第十四話 月曜日

 「かっ、香鈴かりん、一緒に帰らないか」


 自分でも声が上ずっているのがわかる。

 引いてるかな……、いや、引かないでくれ……。


 「いいけど」


 月曜日。今日から一週間、香鈴との手繋ぎチャレンジ週間だ。

 登校は、香鈴が陸上部の朝練のため、一緒にできなかった。


 「何ブツブツ言ってんの」

 「はひッ!?」


 香鈴が怪訝そうな視線を向けてくる。

 ヤバい、ヤバい。

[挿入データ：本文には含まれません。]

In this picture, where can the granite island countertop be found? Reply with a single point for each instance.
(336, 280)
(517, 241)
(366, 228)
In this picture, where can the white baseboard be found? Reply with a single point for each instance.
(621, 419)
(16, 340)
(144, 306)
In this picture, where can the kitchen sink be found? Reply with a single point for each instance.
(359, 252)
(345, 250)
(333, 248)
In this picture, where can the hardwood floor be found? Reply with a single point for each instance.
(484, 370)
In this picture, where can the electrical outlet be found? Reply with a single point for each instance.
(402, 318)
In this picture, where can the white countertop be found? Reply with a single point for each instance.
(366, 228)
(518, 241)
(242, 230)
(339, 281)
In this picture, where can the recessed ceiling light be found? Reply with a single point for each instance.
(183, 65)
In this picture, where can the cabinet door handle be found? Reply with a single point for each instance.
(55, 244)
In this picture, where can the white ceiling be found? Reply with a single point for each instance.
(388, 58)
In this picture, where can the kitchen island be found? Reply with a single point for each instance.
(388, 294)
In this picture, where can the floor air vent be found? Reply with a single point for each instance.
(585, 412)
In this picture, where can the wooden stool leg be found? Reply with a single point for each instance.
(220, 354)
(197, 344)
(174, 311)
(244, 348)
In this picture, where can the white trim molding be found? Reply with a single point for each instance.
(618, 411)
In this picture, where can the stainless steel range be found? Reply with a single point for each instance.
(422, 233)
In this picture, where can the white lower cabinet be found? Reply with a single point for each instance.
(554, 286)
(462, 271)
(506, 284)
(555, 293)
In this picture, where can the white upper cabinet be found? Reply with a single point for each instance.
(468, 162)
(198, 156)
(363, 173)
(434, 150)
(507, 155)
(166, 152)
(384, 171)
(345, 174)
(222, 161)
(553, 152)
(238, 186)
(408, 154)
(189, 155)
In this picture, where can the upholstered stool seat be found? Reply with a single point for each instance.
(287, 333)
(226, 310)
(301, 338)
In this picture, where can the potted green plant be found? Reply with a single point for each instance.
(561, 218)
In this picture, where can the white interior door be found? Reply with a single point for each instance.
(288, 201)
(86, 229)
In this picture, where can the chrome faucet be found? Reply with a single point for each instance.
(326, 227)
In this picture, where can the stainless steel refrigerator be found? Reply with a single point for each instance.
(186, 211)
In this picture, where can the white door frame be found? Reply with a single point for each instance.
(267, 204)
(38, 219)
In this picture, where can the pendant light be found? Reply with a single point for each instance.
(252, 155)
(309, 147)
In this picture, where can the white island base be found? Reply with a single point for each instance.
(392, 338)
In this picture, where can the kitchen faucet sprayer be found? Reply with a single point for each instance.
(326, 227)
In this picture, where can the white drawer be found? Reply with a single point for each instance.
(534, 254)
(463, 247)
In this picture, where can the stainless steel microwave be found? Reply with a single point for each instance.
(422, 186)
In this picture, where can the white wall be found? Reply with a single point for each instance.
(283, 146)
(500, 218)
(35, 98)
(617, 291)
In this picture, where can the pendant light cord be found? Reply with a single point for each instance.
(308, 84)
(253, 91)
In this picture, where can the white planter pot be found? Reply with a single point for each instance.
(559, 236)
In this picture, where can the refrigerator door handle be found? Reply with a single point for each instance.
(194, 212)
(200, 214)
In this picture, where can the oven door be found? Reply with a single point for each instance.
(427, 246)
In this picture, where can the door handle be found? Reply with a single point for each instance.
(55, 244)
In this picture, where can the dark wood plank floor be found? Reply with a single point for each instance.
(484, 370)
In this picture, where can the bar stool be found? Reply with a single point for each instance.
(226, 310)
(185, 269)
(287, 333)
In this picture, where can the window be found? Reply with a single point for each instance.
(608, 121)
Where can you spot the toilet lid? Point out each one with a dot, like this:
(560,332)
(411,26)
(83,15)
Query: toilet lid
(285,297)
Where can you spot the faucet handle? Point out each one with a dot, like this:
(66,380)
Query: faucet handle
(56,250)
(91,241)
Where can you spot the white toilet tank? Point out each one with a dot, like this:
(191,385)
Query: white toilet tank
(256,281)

心の声が駄々洩れだった。


 「ま、陸也りくやが何言おうが、私には関係ないけどね」


 相変わらずきっつい言い方するなぁ。


 「早く帰ろ」

 「ああ」


 チラッと後ろを見たら、さりげなく琉斗りゅうとがついてきているのが見えた。

 どうやったら違和感なく手を繋げるんだ?マジでわっかんねぇ。

 ふと香鈴が歩みを止めた。


 「陸也」


 俺を振り返る香鈴。


 「大丈夫?」


 珍しく心配気なの香鈴の声。


 「何だ?」

 「何だか余裕がないように見える」

 「……っ」


 好きな人と手を繋ごうとしてるんだから余裕がないのは当り前だ。

 しっかし幼馴染にはいろいろと筒抜けで困る。

 互いの癖、幼い頃の失敗、どういう場面でどう行動するか……など。

 でも、だからこそ知ってる。

 香鈴は、普段はツンツンしていても、根は優しいってことを。


 「大丈夫だよ」

 「ならいいけど」


 香鈴はくるりと踵を返し、歩き始めた。


 「何かつらくなったら私に言いなよ」

 「今日は珍しく大人しいな?」

 「たっ、頼りない幼馴染が哀れなだけだから!」


 哀れ……、哀れときたか。

 これが愛情の裏返しだったらいいのにな。

 いつの間にか駅に着いていて、琉斗からメッセージが入っていた。


 りゅーと『六月九日(月)のチャレンジ……失敗』16:52


 ……。

 明日は、手、繋ぎたいな。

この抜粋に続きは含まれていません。